Department of Medicine, Boston Children's Hospital, Boston, Massachusetts, USA.
Department of Pediatrics, Harvard Medical School, Boston, Massachusetts, USA.
AIDS Res Hum Retroviruses. 2020 Dec;36(12):984-997. doi: 10.1089/AID.2020.0157. Epub 2020 Oct 27.
Attempts to develop a protective human immunodeficiency virus (HIV) vaccine have had limited success, especially in terms of inducing protective antibodies capable of neutralizing different viral strains. As HIV transmission occurs mainly via mucosal surfaces, HIV replicates significantly in the gastrointestinal tract, and the oral route of vaccination is a very convenient one to implement worldwide, we explored three SIV vaccine modalities administered orally and composed of simian immunodeficiency virus (SIV) DNA priming with different boosting immunogens, with the goal of evaluating whether they could provide lasting humoral and cellular responses, including at mucosal surfaces that are sites of HIV entry. Twenty-four Cynomolgus macaques (CyM) were primed with replication-incompetent SIV DNA provirus and divided into three groups for the following booster vaccinations, all administered in the oral cavity: Group 1 with recombinant SIV gp140 and heat-labile toxin adjuvant dmLT, Group 2 with recombinant SIV-Oral Poliovirus (SIV-OPV), and Group 3 with recombinant SIV-modified vaccinia ankara (SIV-MVA). Cell-mediated responses were measured using blood, lymph node, rectal and vaginal mononuclear cells. Significant levels of systemic and mucosal T-cell responses against Gag and Env were observed in all groups. Some SIV-specific plasma IgG, rectal and salivary IgA antibodies were generated, mainly in animals that received SIV DNA + SIV-MVA, but no vaginal IgA was detected. Susceptibility to infection after SIV challenge was similar in vaccinated and nonvaccinated animals, but acute infection viremia levels were lower in the group that received SIV DNA + SIV-MVA. Nonvaccinated CyM maintained central memory and total CD4 T-cell levels in the normal range during the 5 months of postinfection follow-up as did the vaccinated animals, precluding evaluation of vaccine impact on disease progression. We conclude that the oral cavity vaccination tested in these regimens can stimulate cell-mediated immunity systemically and mucosally, but humoral response stimulation was limited with the doses and the vaccine platforms used.

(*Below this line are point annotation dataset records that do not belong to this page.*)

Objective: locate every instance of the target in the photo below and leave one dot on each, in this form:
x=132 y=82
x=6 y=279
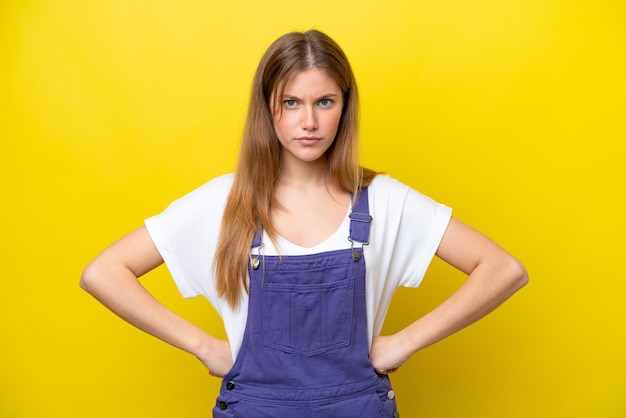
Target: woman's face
x=306 y=117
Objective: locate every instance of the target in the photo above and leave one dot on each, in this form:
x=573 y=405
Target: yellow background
x=510 y=112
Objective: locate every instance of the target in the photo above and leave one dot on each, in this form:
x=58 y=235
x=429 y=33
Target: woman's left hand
x=388 y=353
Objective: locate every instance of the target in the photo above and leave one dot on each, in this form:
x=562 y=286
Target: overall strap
x=360 y=223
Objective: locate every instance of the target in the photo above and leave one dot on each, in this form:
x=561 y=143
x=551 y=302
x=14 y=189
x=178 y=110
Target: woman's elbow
x=517 y=273
x=91 y=277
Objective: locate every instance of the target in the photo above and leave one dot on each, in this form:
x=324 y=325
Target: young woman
x=300 y=252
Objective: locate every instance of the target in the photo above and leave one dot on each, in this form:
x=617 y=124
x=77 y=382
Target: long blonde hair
x=251 y=198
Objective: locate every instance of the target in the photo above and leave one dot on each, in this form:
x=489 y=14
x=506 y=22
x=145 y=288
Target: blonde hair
x=250 y=201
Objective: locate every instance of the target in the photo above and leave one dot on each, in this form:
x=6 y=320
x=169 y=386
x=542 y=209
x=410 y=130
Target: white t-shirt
x=406 y=230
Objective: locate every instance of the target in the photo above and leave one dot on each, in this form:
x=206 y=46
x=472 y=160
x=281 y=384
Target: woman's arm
x=112 y=278
x=494 y=275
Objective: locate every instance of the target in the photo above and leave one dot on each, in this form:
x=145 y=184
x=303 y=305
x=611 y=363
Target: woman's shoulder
x=387 y=185
x=212 y=193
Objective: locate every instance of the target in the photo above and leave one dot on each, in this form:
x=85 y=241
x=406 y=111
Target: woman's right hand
x=217 y=358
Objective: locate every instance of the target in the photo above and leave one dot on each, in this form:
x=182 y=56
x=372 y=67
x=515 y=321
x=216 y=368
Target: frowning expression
x=307 y=116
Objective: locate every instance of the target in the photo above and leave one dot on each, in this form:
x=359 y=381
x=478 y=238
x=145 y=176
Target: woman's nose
x=309 y=119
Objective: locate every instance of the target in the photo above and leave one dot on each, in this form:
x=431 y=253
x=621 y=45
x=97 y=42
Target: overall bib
x=305 y=351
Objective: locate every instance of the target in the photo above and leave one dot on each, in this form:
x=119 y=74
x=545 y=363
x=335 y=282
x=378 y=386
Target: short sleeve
x=186 y=235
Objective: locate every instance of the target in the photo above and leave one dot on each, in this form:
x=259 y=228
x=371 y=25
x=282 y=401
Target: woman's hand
x=388 y=353
x=218 y=358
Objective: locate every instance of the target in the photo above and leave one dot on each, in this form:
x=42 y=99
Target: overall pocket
x=308 y=319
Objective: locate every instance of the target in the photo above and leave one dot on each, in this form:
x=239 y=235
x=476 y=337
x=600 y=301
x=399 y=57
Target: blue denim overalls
x=305 y=351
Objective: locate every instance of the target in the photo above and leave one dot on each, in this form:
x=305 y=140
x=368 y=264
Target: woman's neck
x=304 y=173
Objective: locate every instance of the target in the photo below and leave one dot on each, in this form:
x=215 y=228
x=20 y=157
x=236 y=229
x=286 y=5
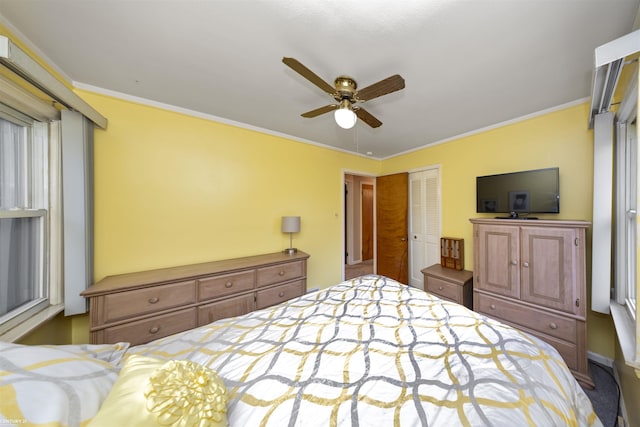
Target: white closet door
x=424 y=223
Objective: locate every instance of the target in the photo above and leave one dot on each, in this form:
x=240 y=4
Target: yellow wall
x=172 y=189
x=559 y=138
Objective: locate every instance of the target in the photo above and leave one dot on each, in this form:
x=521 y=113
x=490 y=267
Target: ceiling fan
x=346 y=95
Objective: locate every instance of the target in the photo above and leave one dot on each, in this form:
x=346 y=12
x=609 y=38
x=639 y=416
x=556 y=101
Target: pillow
x=50 y=385
x=152 y=392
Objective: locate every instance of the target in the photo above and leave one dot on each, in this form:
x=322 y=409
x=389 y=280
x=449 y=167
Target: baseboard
x=606 y=361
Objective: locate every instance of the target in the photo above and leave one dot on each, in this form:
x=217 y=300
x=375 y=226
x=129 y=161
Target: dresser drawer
x=142 y=331
x=219 y=286
x=137 y=302
x=278 y=294
x=229 y=307
x=279 y=273
x=444 y=289
x=537 y=320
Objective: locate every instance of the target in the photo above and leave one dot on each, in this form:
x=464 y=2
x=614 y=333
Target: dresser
x=449 y=284
x=144 y=306
x=531 y=274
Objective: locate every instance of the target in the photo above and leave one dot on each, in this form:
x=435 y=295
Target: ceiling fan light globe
x=345 y=118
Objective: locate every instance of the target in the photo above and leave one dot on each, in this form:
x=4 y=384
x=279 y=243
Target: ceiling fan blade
x=366 y=117
x=383 y=87
x=296 y=66
x=321 y=110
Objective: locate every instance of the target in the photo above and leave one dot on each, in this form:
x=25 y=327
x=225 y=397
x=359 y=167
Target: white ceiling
x=467 y=64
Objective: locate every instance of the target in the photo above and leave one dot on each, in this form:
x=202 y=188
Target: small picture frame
x=519 y=201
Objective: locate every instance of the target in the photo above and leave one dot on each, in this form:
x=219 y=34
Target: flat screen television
x=516 y=193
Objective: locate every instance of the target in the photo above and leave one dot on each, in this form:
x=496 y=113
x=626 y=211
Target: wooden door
x=497 y=259
x=391 y=221
x=367 y=222
x=548 y=267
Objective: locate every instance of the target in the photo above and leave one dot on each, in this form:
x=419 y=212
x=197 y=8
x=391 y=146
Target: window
x=624 y=302
x=626 y=216
x=24 y=217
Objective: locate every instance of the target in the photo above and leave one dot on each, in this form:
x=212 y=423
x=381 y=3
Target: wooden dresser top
x=187 y=272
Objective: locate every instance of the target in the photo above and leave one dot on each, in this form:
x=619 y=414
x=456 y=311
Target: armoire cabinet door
x=498 y=257
x=548 y=267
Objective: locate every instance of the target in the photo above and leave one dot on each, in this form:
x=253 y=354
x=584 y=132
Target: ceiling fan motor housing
x=346 y=87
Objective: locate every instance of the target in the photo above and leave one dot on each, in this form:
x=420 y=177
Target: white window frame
x=42 y=202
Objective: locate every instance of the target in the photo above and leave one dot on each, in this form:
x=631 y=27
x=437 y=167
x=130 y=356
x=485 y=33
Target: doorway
x=365 y=242
x=359 y=225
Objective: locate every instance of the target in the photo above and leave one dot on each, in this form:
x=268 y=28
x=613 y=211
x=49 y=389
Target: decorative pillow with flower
x=153 y=392
x=55 y=385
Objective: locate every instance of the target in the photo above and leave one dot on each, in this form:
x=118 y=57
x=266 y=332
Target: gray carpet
x=605 y=397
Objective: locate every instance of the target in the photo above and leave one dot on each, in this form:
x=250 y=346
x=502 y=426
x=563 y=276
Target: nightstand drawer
x=214 y=287
x=444 y=289
x=143 y=331
x=547 y=323
x=279 y=273
x=122 y=305
x=278 y=294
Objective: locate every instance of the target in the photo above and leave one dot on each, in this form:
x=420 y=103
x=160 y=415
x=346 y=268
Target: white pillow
x=55 y=385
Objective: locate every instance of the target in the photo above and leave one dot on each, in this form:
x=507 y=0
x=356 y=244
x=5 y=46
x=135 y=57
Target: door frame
x=347 y=216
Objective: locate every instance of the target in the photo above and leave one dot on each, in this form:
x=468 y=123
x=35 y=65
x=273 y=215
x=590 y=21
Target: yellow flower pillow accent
x=152 y=392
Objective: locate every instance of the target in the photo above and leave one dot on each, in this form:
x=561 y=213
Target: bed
x=366 y=352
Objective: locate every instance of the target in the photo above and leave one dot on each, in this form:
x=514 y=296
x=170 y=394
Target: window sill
x=32 y=323
x=626 y=331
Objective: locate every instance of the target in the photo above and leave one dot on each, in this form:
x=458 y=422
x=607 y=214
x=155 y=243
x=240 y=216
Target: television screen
x=534 y=191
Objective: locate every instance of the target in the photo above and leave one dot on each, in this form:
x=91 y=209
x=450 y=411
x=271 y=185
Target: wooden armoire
x=531 y=274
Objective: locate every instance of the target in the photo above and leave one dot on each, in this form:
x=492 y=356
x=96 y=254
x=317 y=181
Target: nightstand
x=449 y=284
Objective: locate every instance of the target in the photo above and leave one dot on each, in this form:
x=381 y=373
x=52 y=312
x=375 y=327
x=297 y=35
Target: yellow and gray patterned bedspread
x=373 y=352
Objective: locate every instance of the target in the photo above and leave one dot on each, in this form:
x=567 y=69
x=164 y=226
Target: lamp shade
x=290 y=224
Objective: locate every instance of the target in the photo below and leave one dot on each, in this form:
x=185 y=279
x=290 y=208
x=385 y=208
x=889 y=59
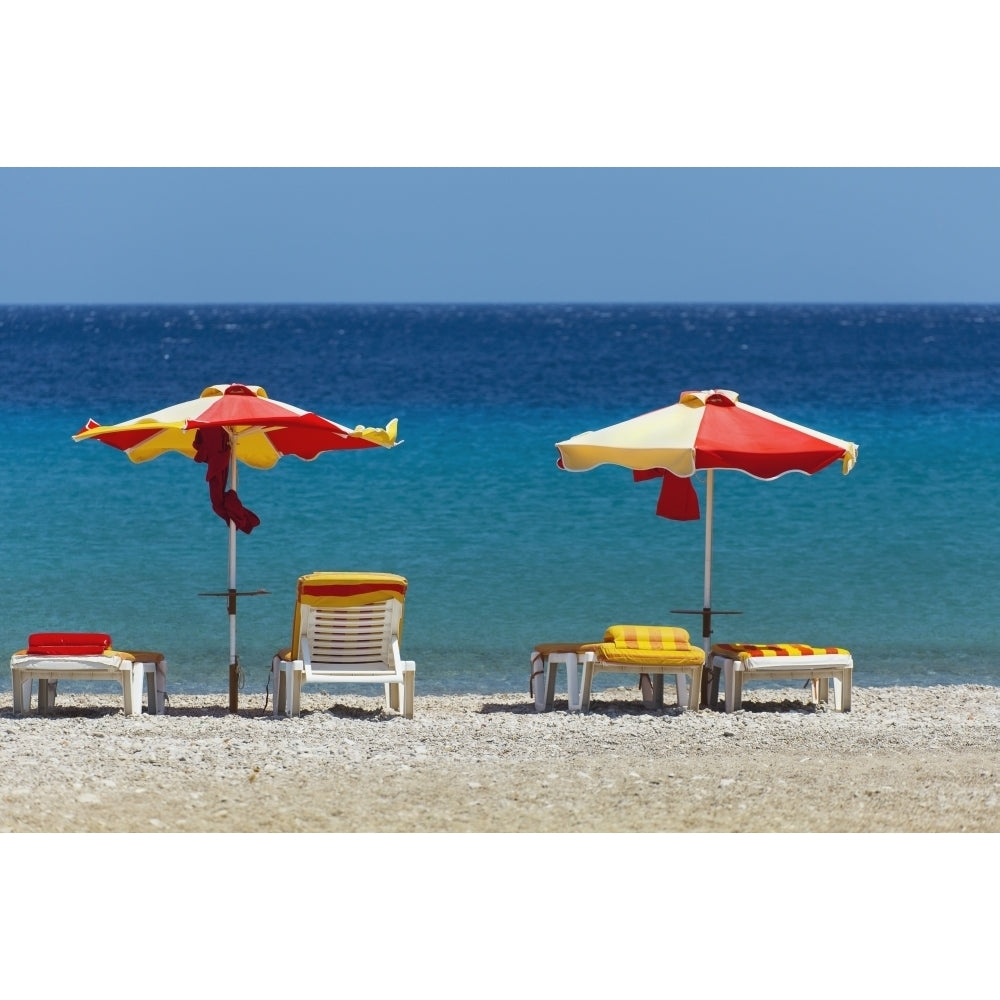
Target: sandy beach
x=903 y=760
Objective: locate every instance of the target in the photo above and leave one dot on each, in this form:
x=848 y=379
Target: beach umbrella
x=705 y=430
x=225 y=425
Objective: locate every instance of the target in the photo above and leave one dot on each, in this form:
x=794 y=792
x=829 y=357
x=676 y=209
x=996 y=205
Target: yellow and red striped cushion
x=648 y=637
x=748 y=650
x=346 y=590
x=648 y=646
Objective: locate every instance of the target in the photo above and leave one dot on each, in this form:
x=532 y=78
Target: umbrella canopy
x=225 y=425
x=705 y=430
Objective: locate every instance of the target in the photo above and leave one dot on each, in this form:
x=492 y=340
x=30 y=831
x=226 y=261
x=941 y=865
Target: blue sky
x=540 y=151
x=117 y=235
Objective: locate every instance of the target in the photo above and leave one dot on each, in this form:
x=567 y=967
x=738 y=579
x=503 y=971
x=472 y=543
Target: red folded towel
x=68 y=643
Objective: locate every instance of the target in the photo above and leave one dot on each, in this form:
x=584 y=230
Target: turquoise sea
x=899 y=561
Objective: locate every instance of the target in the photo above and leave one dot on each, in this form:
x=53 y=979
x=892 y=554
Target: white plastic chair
x=346 y=630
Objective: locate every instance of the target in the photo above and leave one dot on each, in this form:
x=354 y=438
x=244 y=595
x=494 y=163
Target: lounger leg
x=588 y=680
x=646 y=690
x=132 y=688
x=22 y=692
x=655 y=699
x=550 y=684
x=161 y=687
x=842 y=691
x=573 y=681
x=296 y=688
x=537 y=680
x=409 y=679
x=821 y=690
x=278 y=684
x=46 y=694
x=734 y=697
x=694 y=695
x=681 y=683
x=149 y=677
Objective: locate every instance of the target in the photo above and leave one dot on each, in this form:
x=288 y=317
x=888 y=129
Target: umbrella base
x=710 y=688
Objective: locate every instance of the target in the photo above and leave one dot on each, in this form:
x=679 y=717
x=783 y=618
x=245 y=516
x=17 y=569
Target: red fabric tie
x=212 y=447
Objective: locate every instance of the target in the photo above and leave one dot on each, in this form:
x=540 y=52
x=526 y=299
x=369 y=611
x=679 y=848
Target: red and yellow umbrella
x=225 y=425
x=705 y=430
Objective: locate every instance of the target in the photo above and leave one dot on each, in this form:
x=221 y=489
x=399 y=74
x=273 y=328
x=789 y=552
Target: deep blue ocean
x=899 y=561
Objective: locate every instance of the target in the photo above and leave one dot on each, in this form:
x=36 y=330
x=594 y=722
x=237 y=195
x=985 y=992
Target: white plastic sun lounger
x=85 y=656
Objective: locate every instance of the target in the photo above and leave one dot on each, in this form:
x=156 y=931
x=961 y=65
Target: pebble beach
x=903 y=760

开发保护性人类免疫缺陷病毒 (HIV) 疫苗的尝试取得了有限的成功,特别是在诱导能够中和不同病毒株的保护性抗体方面。由于 HIV 主要通过黏膜表面传播,HIV 在胃肠道中大量复制,而口服接种疫苗是一种非常方便的全球实施方式,我们探索了三种通过口服途径给予的 SIV 疫苗方式,由不同佐剂增强免疫原的猿猴免疫缺陷病毒 (SIV) DNA 引发,目的是评估它们是否能够提供持久的体液和细胞反应,包括在 HIV 进入的黏膜表面。24 只食蟹猴 (CyM) 用复制缺陷型 SIV DNA 前病毒进行了 priming,并分为三组进行以下增强免疫接种,均通过口腔给予:第 1 组用重组 SIV gp140 和 不耐热肠毒素佐剂 dmLT,第 2 组用重组 SIV-口服脊髓灰质炎病毒 (SIV-OPV),第 3 组用重组 SIV-改良安卡拉痘苗病毒 (SIV-MVA)。使用血液、淋巴结、直肠和阴道单核细胞测量细胞介导的反应。所有组均观察到针对 Gag 和 Env 的全身性和黏膜 T 细胞反应的显著水平。在接受 SIV DNA+SIV-MVA 的动物中,主要产生了一些 SIV 特异性的血浆 IgG、直肠和唾液 IgA 抗体,但未检测到阴道 IgA。在 SIV 挑战后,接种疫苗和未接种疫苗的动物的感染易感性相似,但接受 SIV DNA+SIV-MVA 的动物的急性感染病毒血症水平较低。未接种疫苗的 CyM 在感染后 5 个月的随访期间保持中央记忆和总 CD4 T 细胞水平在正常范围内,就像接种疫苗的动物一样,从而排除了疫苗对疾病进展的影响的评估。我们的结论是,在这些方案中测试的口腔疫苗接种可以刺激全身和黏膜的细胞介导免疫,但使用所使用的剂量和疫苗平台,对体液反应的刺激有限。